O
DIA EM QUE A UNIÃO VENCEU O PRECONCEITO
Diante da mesa
estavam todos os membros daquela casa de oração. Rezavam com fervor
pedindo aos amigos do plano superior que amparassem e protegessem o
dirigente daquela casa que se encontrava internado.
Para os médiuns
daquela centro espírita não restavam dúvidas: espíritos trevosos
estavam perturbando a vida do dirigente. Naquela noite inspirados
pelos mentores da casa, estavam em oração pedindo a intervenção
divina.
Alguns médiuns
presentes aquela sessão eram videntes. Emocionados viram a chegada
dos mentores. Estes chegaram envoltos em luz. Pediram que todos
orassem sentidamente pelo pronto restabelecimento do dirigente.
Disseram que
pelo jeito dele dirigir a casa não estava imune a perseguição
espiritual, promovida por espíritos não esclarecidos. No hospital o
dirigente recebeu a luz enviada. Porém, a energia negativa que o
envolvia não se dissipava. Ali ao lado de seu leito um verdadeiro
exército de espíritos a atormenta – lo e sugar suas energias.
Quando ele
dormia seu espírito podia ver seus algozes: rindo, insultando – o.
Reconheceu desafetos do passado e espíritos que em seu centro
espírita haviam sido impedidos de perturbar os encarnados. Apesar
dele estar debilitado pede a Deus forças para enfrentar essa
terrível situação. Suas preces afastam normalmente aqueles irmãos
sofredores e ele aproveita para retornar ao corpo físico. Um novo
dia está nascendo lá fora.
Os médiuns
constatam atordoados que o estado dele piora consideravelmente. Não
acham motivos e nem sabem o que fazer. Hoje a noite o centro estará
em orações novamente, segundo ordem dos mentores. Alguns médiuns
mais tarimbados foram escolhidos para essa sessão. Eles sabem que
lutariam contra algo poderoso. Não podem vacilar.
Quando a noite
chega, todos estão reunidos orando e pedindo proteção ao irmão tão
querido. Neste instante os mentores falam que nessa noite receberão
visitas que virão auxilia – los. Intrigados os médiuns videntes
percebem a aproximação de estranhas figuras. Espíritos masculinos,
vestidos de capas pretas, alguns carregando armas embainhadas na
cintura, outros portando estranhos garfos que emitem luzes negras.
Os mentores
pedem a todos que não tenham medo. Diante do quadro clínico do
dirigente espírita eles acham por bem pedir auxílio de irmãos de
outra corrente que também lutam a seu modo a serviço do bem.
Explicam que
aqueles seres são os famosos Exus da Umbanda e que ao contrário do
que muitos pensam no meio espírita, também são tarefeiros que
combatem de maneira especial o ódio e o desamor.
Após breve
explicação os Exus sorriem e pedem que confiem neles, pois irão
guerrear imediatamente em favor do dirigente. Então se materializam
no hospital, avançam até o quarto do dirigente e surpreendem os
Kiumbas.
A batalha que
travam é feroz.
A medida que vão
derrubando os kiumbas, os espíritos kardecistas vão levando – os
para o astral na tentativa de recupera – los para a luz. Naquele
pequeno quarto de hospital o que se viu aquela noite foi a união
entre as forças da Umbanda e dos Espíritas, todos em nome da luz.

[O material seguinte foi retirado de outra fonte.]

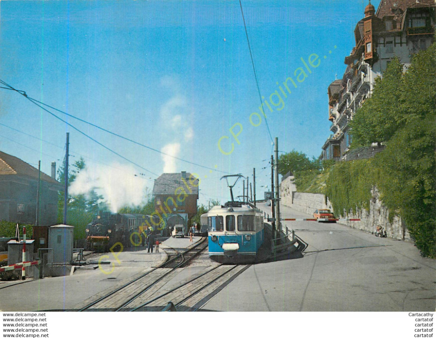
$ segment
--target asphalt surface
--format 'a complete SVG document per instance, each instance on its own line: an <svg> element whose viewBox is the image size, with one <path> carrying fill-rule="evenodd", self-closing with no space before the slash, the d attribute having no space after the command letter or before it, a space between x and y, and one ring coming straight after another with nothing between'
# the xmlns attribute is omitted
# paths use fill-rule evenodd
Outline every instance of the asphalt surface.
<svg viewBox="0 0 436 338"><path fill-rule="evenodd" d="M280 208L283 218L312 216ZM303 256L252 266L203 310L435 311L436 261L421 257L412 243L337 223L284 223L308 243Z"/></svg>

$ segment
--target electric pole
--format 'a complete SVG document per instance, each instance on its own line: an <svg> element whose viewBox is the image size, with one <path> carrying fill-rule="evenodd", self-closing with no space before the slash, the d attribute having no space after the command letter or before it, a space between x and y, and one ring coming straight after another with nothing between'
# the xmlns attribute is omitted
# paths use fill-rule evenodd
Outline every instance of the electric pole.
<svg viewBox="0 0 436 338"><path fill-rule="evenodd" d="M38 184L36 188L36 217L35 226L39 225L39 185L41 181L41 161L38 161Z"/></svg>
<svg viewBox="0 0 436 338"><path fill-rule="evenodd" d="M274 219L276 217L276 211L274 208L274 157L271 155L271 217L273 220L271 222L271 225L272 226L272 239L276 239L276 220Z"/></svg>
<svg viewBox="0 0 436 338"><path fill-rule="evenodd" d="M275 181L276 185L276 215L277 221L276 222L277 229L278 231L280 231L281 229L281 224L280 222L280 191L279 191L279 138L276 138L275 153L276 160L275 161L275 171L274 172L274 180Z"/></svg>
<svg viewBox="0 0 436 338"><path fill-rule="evenodd" d="M65 167L64 175L65 176L65 190L64 191L64 224L67 224L67 201L68 199L68 147L70 145L70 133L67 133L67 143L65 145Z"/></svg>

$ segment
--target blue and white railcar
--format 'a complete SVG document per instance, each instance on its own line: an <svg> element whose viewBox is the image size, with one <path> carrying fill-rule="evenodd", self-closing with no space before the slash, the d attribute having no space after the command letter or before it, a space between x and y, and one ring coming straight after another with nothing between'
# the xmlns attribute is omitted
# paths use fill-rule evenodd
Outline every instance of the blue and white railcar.
<svg viewBox="0 0 436 338"><path fill-rule="evenodd" d="M231 262L254 260L265 238L263 214L251 204L231 203L208 213L209 256Z"/></svg>

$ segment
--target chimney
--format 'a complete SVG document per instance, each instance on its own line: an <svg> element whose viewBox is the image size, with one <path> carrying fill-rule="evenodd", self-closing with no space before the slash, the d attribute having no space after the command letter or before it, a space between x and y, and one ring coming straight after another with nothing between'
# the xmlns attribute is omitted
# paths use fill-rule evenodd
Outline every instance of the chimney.
<svg viewBox="0 0 436 338"><path fill-rule="evenodd" d="M56 162L51 162L51 178L56 179Z"/></svg>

Quando o dia amanheceu nosso amigo dirigente (que assistiu toda a
batalha) melhora consideravelmente, no mesmo dia recebe alta.
A partir daí
naquele centro os conceitos e preconceitos em relação a Umbanda
começaram a serem discutidos e mudados. Muitos médiuns dali tiveram
que compreender que não existem divisões no mundo espiritual.

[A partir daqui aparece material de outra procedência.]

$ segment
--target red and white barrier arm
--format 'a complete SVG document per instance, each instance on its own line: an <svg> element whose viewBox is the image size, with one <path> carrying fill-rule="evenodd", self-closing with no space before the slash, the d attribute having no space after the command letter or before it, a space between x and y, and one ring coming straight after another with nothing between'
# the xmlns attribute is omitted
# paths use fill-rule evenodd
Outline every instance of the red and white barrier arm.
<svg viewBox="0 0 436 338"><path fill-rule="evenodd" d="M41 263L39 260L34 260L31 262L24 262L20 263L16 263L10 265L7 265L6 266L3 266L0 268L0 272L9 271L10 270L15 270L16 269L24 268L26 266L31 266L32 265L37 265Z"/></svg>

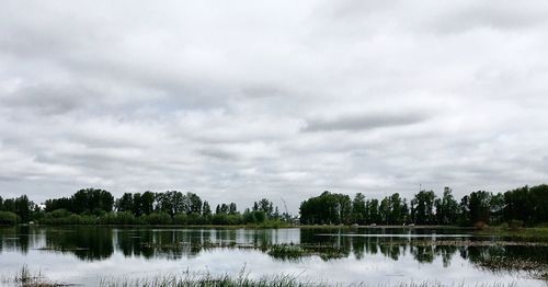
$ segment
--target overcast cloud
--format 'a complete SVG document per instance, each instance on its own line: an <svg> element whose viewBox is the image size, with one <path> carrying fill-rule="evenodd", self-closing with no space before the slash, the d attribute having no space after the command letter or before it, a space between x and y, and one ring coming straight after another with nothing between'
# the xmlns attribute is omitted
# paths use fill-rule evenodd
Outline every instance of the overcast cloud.
<svg viewBox="0 0 548 287"><path fill-rule="evenodd" d="M2 1L0 194L547 182L546 1Z"/></svg>

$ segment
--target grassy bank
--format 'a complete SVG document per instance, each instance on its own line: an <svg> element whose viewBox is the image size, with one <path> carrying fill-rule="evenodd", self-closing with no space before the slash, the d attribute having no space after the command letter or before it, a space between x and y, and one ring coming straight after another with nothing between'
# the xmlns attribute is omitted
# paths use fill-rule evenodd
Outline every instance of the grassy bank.
<svg viewBox="0 0 548 287"><path fill-rule="evenodd" d="M81 283L61 283L48 279L42 273L32 273L26 266L11 276L2 276L0 279L2 286L18 287L66 287L83 286ZM321 282L315 278L305 278L300 275L274 275L260 278L250 278L249 273L242 269L238 276L212 275L208 273L183 272L180 274L158 274L144 278L127 277L107 277L101 278L100 287L323 287L323 286L359 286L359 287L514 287L512 283L490 283L490 284L442 284L438 282L399 282L393 284L338 284Z"/></svg>

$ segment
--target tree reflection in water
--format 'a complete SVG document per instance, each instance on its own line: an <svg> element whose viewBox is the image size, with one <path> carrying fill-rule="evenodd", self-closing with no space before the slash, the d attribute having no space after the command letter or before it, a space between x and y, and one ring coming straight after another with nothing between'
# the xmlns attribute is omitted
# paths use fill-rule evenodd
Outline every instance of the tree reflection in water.
<svg viewBox="0 0 548 287"><path fill-rule="evenodd" d="M281 261L310 256L330 261L351 255L356 260L365 260L366 256L378 254L398 261L409 254L414 261L423 264L431 264L441 257L443 266L448 267L455 254L458 254L477 266L496 272L501 268L507 271L521 268L518 264L496 264L496 266L491 264L494 260L501 259L506 262L533 262L535 266L541 268L546 268L548 264L546 245L459 245L458 242L478 239L452 238L452 244L447 244L439 238L413 238L409 230L389 230L389 233L381 236L377 236L378 232L379 230L361 230L357 237L353 237L347 230L319 229L19 227L0 229L0 253L3 251L26 253L28 249L39 249L45 252L75 254L84 261L105 260L114 252L119 252L124 256L179 260L196 257L205 250L253 249ZM281 244L298 248L277 249L273 252L273 249Z"/></svg>

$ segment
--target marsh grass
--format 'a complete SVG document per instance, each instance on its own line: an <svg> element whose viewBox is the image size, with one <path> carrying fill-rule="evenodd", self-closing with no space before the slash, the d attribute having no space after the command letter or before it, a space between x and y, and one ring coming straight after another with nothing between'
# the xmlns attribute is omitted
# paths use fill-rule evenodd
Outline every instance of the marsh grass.
<svg viewBox="0 0 548 287"><path fill-rule="evenodd" d="M0 277L2 286L16 286L16 287L62 287L71 286L69 284L50 282L42 274L42 272L33 273L26 265L14 275Z"/></svg>
<svg viewBox="0 0 548 287"><path fill-rule="evenodd" d="M49 282L42 273L32 273L25 265L15 275L0 278L1 286L16 287L66 287L79 286L79 284L62 284ZM95 285L94 285L95 286ZM304 277L301 274L281 274L250 278L250 273L243 267L236 276L212 275L208 272L185 271L179 274L157 274L140 278L130 277L103 277L96 286L100 287L327 287L327 286L351 286L351 287L515 287L514 283L489 283L472 284L465 283L443 284L439 282L401 282L395 284L338 284L322 282L317 278Z"/></svg>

Todos que lá estão a serviço da Luz agem a sua maneira de acordo com
as características ou de conformidade com o local onde habitam
(colônias, falanges, etc).
Mas todos sem
exceção caminham auxiliando e amparando. Diante dessas sábias
conclusões Exu sorri satisfeito. Mas sabe que a luta contra o
preconceito está apenas começando. Pelo menos ali eles já contam com
mais alguns aliados. Laroiê!!
Cássio Ribeiro -
texto extraído do JUS Edição 61 mês de Maio.